All’aumentare della domanda di salute, quindi, il Servizio Sanitario Nazionale ha cercato, negli anni passati, di predisporre le basi per un proprio cambiamento interno volto ad una più equa ridistribuzione e gestione della cronicità, “così come dichiarato nel Piano Nazionale della Cronicità”[2]. Sarà dunque importantissimo armonizzare, su scala nazionale, il corollario di attività di gestione della cronicità al fine di incentivare e supportare interventi che si fondino su un’unitarietà di approccio, che poggino sull’individuo e che si orientino verso un’ottimizzazione dei servizi e verso una completa responsabilizzazione di tutti gli attori dell’assistenza. Il suddetto Piano scritto nel 2016 si faceva carico di “nuovi modelli gestionali centrati sulle cure territoriali e domiciliari, integrate, delegando all’assistenza ospedaliera la gestione dei casi acuti/complessi non gestibili dagli operatori sanitari delle cure primarie”. Inoltre, si rende indispensabile per i cittadini che la loro specifica situazione debba essere affrontata sulla base di Percorsi Diagnostico Terapeutici Assistenziali delineati per ogni patologia, così da offrire ad ognuno ciò di cui ha bisogno nel momento esatto in cui necessita di assistenza, il tutto attraverso un “approccio sistemico e multidimensionale”.
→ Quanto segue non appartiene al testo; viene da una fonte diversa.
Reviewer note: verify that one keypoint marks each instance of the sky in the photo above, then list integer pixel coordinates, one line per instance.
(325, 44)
“Il quadro che si sta prospettando impone, oltre che un nuovo approccio sistemico per l’assistenza ai malati cronici, un cambio di passo delle politiche di prevenzione”, conclude Walter Ricciardi, Ordinario di Igiene all’Università Cattolica e Direttore dell’Osservatorio, “poiché la sostenibilità della salute dei prossimi anni si gioca sulla capacità di resilienza con azioni proattive delle Istituzioni e dei cittadini in termini di promozione di stili di vita salutari e di prevenzione di secondo livello”[3].